桜が咲く時まで、生きていたい
翌朝、パンパンに腫れてしまった目を癒すために羽田に氷をもらった。

10時過ぎ、やってきた両親とともに小牧先生の部屋に入る。

そこで話された内容は、主にこんな感じだった。

今の状態の姫奈を学校に普通通りに通わせるのは難しいとのこと。ただ、事情を知り、補助もでき、いざという時の対応ができる人が

宗一郎以外にもおり、姫奈のそばに着くことができるなら、一週間に数日、体に負担がかからない範囲でなら学校に行くことを許可で

きる。病状がこれ以上進行し、日常生活にも支障をきたすようになるレベルになればそれすらも難しくなるとのこと。
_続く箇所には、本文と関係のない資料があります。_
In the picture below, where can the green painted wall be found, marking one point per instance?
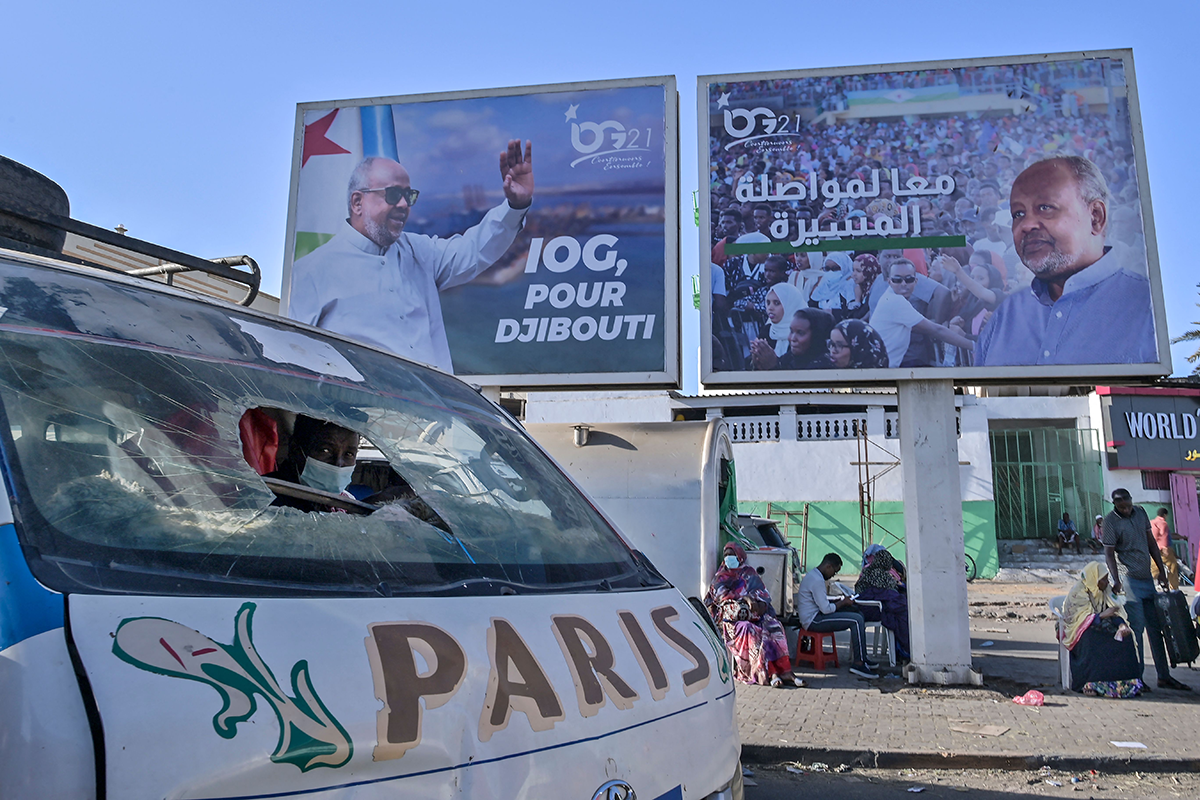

確かに宗一郎は補助もでき、対応もできるがそれ以外の人は難しいだろう。

「もし、そういった人物にあてがあるなら、ここに連れてくるといい。私たちが教えよう」

それを聞いて、瑠花や千佳しかいないと思った。二人が受け入れてくれるかは別として。

「わかりました。聞いてみます」

その後、先生と両親は別の話があるらしく、姫奈だけ先に病室に返された。

早速二人に連絡してみる。

二人は二つ返事で了承してくれた。

暇なので、明日すぐにきてくれるらしい。

二人曰く、『学校は明後日からなんだから、明日覚えちゃったら姫奈始業式来れるんでしょ?』とのことだった。

二人にはこれまでのことも含め、感謝しかない。

そのことを後で小牧先生に伝えると、少し驚いた顔をしつつも快く受け入れてくれた。

集合は明日の昼過ぎということになり、先生に宗一郎も呼んでおけと言われたので、宗一郎にも連絡を入れる。

今日は先生との話があったため宗一郎はここには来ないのだ。

するとすぐに既読がつき、わかったとの連絡が来た。それに、なぜかお母さんとお父さんも来るらしい。

普段は多忙なお父さんと会うのはこれが初めてなので、緊張がすごい。また、思った以上に大人数になりそうだ。

そのことも伝えると、病室では狭くなりそうだからと、小さい会議室を借りてくれることになった。

小牧先生はさぁ、明日は忙しくなりそうだと羽田さんとの打ち合わせに行ってしまった。

病室には両親が待っていた。

「明日、私たちも一緒にいていいかしら?」

「でも、お父さんは仕事があるんじゃ…」

「いや、会社の人にさっき相談したら、そんなの仕事より娘さんを優先していい。と言われてしまった」

どうやら、こちらの事情を会社には話しているらしく、快く有給をもらえたとのことだ。